LSimpute Adaptive and LSimputeCombined - The Least Square impute methods exploit correlated genes to draw a best fit straight line y=ax+b through points representing the expression level of each sample. The idea is then that if the expression of gene x is known, the regression model can be used to estimate the expression level of gene y. Please refer to the following paper for method description:
LSimpute: accurate estimation of missing values in microarray
data with least squares methods
Department of Informatics and 2 Computational Biology Unit, BCCS,
University of Bergen, HIB, N5020 Bergen, Norway.

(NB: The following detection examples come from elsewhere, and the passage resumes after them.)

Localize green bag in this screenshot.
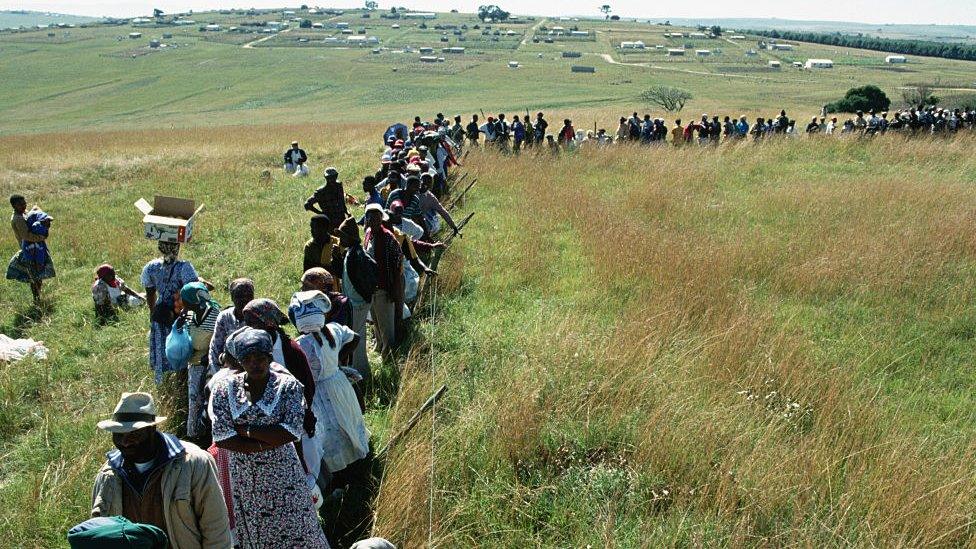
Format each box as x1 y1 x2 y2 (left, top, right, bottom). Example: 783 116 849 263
68 517 169 549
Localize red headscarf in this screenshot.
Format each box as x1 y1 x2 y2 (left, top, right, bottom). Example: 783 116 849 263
95 263 119 288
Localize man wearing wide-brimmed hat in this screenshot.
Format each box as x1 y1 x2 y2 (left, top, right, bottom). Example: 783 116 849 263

Nucleic Acids Research, 2004, Vol. 32, No. 3 e34
KNN Method - It calculates the K most similar profiles based on Euclidian distance of the row containing the missing value, and then computes the missing value as the weighted average value of these profiles for the column containing the missing value. Please refer to the following paper for method description:
Missing value estimation methods for
DNA Microarrays.
Olga Troyanskaya1, Michael Cantor1, Orly Alter2, Gavin Sherlock2,
Pat Brown3,6, David Botstein2, Robert Tibshirani4, Trevor Hastie5, Russ
Altman1
1Stanford Medical Informatics, Stanford University School of Medicine Departments
of 2Genetics, 3Biochemistry, 4Health Research & Policy and Statistics,
5Statistics and Health Research & Policy, and 6Howard Hughes Medical
Institute, Stanford University
Bioinformatics. 2001 17:520-525.
Fixed Value - sets all missing values to the value specified here.
It is recommended to check the Keep Missing Indices to save these indices for later. These indices can be used to overlook the missing values when calculating distances (weighted euclidean) and in various forms of visualization (Hierarchical clustering). For line charts, the line from or to a missing value will be absent.